Re: LOD Cloud Cache Stats

>
> My target audience is interested in DBMS scalability with regards to RDF
> data ingestion, indexing, and publication. You, as far as I can gather are
> more interested in idealism
>

I'm interested in making computers do a better job of helping humans make
sense of data. So yes, I care about data quality and software usability,
without which DBMS scalability is useless. I don't think this constitutes
"idealism".

I think this might be your first post series to the LOD mailing list
>

Nope. Not even the first involving you.

, and you make a quantum leap re. assumptions about what I am demonstrating
> or why I released the stats spreadsheets.
>

Er, no.
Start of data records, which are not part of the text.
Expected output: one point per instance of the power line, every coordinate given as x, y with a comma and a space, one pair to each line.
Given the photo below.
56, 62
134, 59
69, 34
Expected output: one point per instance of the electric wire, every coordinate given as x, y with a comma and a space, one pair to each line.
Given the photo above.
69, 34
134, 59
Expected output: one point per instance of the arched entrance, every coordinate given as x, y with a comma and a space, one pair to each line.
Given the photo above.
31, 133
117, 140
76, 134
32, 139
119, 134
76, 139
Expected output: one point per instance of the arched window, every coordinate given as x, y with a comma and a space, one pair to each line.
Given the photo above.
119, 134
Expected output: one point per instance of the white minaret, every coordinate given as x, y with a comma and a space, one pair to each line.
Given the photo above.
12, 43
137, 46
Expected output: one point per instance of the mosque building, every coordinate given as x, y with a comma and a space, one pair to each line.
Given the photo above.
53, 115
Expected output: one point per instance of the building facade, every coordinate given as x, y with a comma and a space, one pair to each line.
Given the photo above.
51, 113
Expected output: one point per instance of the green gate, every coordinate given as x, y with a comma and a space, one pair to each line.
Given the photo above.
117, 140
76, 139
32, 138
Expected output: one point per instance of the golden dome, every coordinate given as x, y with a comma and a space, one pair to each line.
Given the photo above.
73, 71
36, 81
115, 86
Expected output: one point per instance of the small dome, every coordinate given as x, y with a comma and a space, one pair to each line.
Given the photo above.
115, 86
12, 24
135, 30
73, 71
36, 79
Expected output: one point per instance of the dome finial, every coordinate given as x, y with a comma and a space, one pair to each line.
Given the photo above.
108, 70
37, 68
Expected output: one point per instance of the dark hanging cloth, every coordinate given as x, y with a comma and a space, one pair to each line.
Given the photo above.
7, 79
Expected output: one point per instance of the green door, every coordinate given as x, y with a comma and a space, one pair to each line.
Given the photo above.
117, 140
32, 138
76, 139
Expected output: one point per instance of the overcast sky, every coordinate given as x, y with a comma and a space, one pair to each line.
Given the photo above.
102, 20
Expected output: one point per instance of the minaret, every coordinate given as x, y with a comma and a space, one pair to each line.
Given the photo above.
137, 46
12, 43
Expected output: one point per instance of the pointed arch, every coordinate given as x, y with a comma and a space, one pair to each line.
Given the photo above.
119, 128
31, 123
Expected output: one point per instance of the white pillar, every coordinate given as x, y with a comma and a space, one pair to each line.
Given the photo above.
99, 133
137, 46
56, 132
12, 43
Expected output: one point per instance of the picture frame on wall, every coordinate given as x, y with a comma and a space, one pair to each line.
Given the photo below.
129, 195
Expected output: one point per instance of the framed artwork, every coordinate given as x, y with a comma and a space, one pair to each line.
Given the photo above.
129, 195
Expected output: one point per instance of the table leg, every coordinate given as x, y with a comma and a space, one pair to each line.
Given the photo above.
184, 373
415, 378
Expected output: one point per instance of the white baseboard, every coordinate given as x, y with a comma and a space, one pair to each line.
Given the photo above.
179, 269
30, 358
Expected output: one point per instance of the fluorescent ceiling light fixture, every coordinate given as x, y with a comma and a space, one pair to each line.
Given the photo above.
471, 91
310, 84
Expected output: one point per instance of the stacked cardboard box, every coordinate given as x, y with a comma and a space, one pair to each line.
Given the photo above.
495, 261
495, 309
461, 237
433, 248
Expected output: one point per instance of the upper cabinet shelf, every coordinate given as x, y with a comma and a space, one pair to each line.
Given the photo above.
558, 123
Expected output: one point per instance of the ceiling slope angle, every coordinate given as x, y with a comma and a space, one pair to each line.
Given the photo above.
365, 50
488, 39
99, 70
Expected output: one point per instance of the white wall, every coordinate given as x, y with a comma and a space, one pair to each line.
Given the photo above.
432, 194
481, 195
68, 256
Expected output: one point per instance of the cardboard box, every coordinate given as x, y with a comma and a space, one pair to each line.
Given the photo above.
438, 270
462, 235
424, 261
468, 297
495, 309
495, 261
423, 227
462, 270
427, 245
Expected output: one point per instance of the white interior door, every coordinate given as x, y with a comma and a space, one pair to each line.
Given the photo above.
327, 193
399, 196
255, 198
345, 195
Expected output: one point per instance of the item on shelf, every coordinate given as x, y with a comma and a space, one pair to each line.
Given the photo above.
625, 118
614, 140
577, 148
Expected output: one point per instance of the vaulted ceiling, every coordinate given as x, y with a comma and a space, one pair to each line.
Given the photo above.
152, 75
I understand exactly what you're *trying* to demonstrate.

Yes, and most of the folks you refer to on these mailing lists (esp.
> Semantic Web segment) already know the entire paper is about the stuff OWL
> handles very well.
>

Yes, and if you spent a year or three going through dbpedia and replacing
all the untyped strings with typed nodes, and asserting all the missing
owl:sameAs statements, it would probably be a much improved dataset. But
this is like saying "Nails hold things together, therefore they're the best
way to build a great bridge", and then pointing at a bad bridge made with
nails. The bad bridge doesn't prove you can't build a good bridge with
nails, but neither does it prove you can.

But I'll broaden my question: who is using the LOD cloud for anything other
than learning SPARQL syntax or demonstrating Virtuoso? I don't mean this
rhetorically, I really want to know.